# DC5 Moors Run (Pic Heavy!)



## Gunn79 (Sep 9, 2007)

As the weather was dry and mild, I took the opportunity to go on a drive through Dartmoor. The run I did was from Ashburton to Princetown, then onto Tavistock and back home via Plymouth.

I forget how close the moors are to me, after 30 mins of driving from home, I am over the cattle grids and into the Dartmoor National Park. Of course there is a 40mph speed limit whilst withing the Dartmoor National Park, but this does not detract from the driving pleasure, with the twisting inclines and declines, fantastic views and wildlife (keep an eye out for wondering sheep and ponies!)

Probably best to let the pics do the talking, so here are a few shots from my stops throughout the drive. Next time I will take my boots and go exploring a little more.
































































Some of the main roads are great, but you gotta respect the 40mph limit!

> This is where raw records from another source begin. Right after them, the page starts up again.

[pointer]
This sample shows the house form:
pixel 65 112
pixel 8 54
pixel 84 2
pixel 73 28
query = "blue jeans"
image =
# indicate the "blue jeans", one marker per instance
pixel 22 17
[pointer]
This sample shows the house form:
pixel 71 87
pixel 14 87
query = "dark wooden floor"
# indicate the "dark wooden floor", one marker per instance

Dartmoor Prison at Princetown










Cheers for looking


----------



## Taaffy (May 9, 2006)

Nice area for a playground ....good pics.


----------



## rockape (Feb 18, 2007)

nice pics, no the area well:thumb:


----------



## scooby73 (Mar 20, 2007)

Nice pictures, some great scenery there!


----------



## Trist (Jun 23, 2006)

Simply great pics, lovely scenery :thumb:


----------



## Multipla Mick (Feb 5, 2006)

Haven't been over Dartmoor for years, but used to regularly, those pics have just rekindled a few memories so must get up there again sometime. Dartmoor prison is a bleak old place too, always seemed to be people parked up (where you were by the look of it) looking at it through binoculars when I've been through. The moor itself is beautiful though, easy to see how people die out there in bad weather too. Great photos, thanks for sharing them :thumb: 

Oh and the car isn't looking bad either


----------



## Dan Clark (Jun 25, 2007)

Beautiful scenery!! 

Nice motor!! :thumb:


----------



## GAZA62 (Jan 23, 2007)

Looks like a nice drive.

Nice pic


----------



## freon warrior (May 31, 2006)

Nice shots, thanks for showing us.


----------



## Thomas-182 (Mar 5, 2006)

Very nice shots man, the cars looking porn too :thumb:


----------



## Stan (Aug 30, 2006)

Very near to me, i'm in Tavistock


----------



## Frank (May 21, 2007)

Nice pics mate, car is looking smashing!!


----------



## dubnut71 (Jul 25, 2006)

Great shots mate, your DC5 is looking absolutely beautiful!!!!!


----------



## e60mad (Dec 10, 2007)

Quality car and pics. The one with the bridge is superb!


----------



## PugIain (Jun 28, 2006)

Good pics mate.excellent.


----------